Trump: No White House? Then a 'very nice long vacation'

Story highlights

  • If Trump loses, he says he'll take a "very nice long vacation"

(CNN)Donald Trump offered a fatalistic assessment of his personal and political future on Thursday, saying he will not abandon the controversial style that fueled his ascent despite lagging poll numbers and a string of damaging controversies.
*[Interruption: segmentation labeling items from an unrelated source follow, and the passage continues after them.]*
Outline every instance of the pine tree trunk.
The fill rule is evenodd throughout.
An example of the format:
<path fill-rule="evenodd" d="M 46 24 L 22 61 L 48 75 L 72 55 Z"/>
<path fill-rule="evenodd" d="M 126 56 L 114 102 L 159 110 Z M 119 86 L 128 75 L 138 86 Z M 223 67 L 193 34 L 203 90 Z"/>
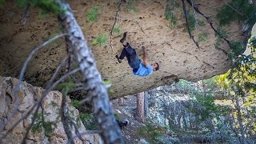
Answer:
<path fill-rule="evenodd" d="M 56 2 L 63 10 L 59 14 L 59 18 L 65 32 L 68 34 L 66 37 L 67 48 L 78 62 L 104 143 L 124 143 L 121 130 L 110 105 L 106 87 L 73 10 L 65 0 L 56 0 Z"/>
<path fill-rule="evenodd" d="M 145 122 L 144 92 L 137 94 L 137 115 L 142 122 Z"/>
<path fill-rule="evenodd" d="M 238 93 L 238 92 L 236 92 Z M 242 113 L 241 113 L 241 106 L 239 104 L 239 98 L 238 98 L 238 94 L 234 94 L 234 100 L 235 100 L 235 109 L 238 112 L 238 124 L 240 126 L 240 133 L 241 133 L 241 137 L 242 137 L 242 143 L 246 144 L 246 139 L 245 137 L 245 128 L 242 123 Z"/>
<path fill-rule="evenodd" d="M 144 92 L 144 110 L 145 110 L 145 118 L 146 118 L 150 114 L 149 110 L 149 99 L 148 93 Z"/>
And if that means losing to Hillary Clinton in November, Trump told CNBC: "I'm going to have a very, very nice long vacation."
    Doubling down on his assertion Wednesday that President Barack Obama is "the founder of ISIS" and Clinton its "co-founder," Trump rejected any suggestion he might tamp down his rhetoric as Election Day closes in.
    "Look, all I do is tell the truth," he said. "I'm a truth-teller. All I do is tell the truth, and if at the end of 90 days I've fallen short because I'm somewhat [not] politically correct even though I'm supposed to be the smart one and even though I'm supposed to have a lot of good ideas, it's OK. I go back to a very good way of life. It's not what I'm looking to do. I think we're going to have a victory. But we'll see."
    Presented with a series of bad swing state poll numbers and asked how he would "close that gap," Trump cut off any talk of changing course.
    His plan: "Just keep doing the same thing I'm doing right now and at the end, it's either going to work or I'm going to, you know -- I'm going to have a very, very nice, long vacation."
    The comments represent shift in tone from earlier this month, when Trump repeatedly warned supporters that the election could be stolen from them by a "rigged" vote.
    "I'm afraid the election's going to be rigged. I have to be honest," Trump said during an August 1 rally in Ohio. The next day, he told Fox News: "We'd better be careful, because that election is going to be rigged."
    "I hope the Republicans are watching closely," he said. "Or it's going to be taken away from us."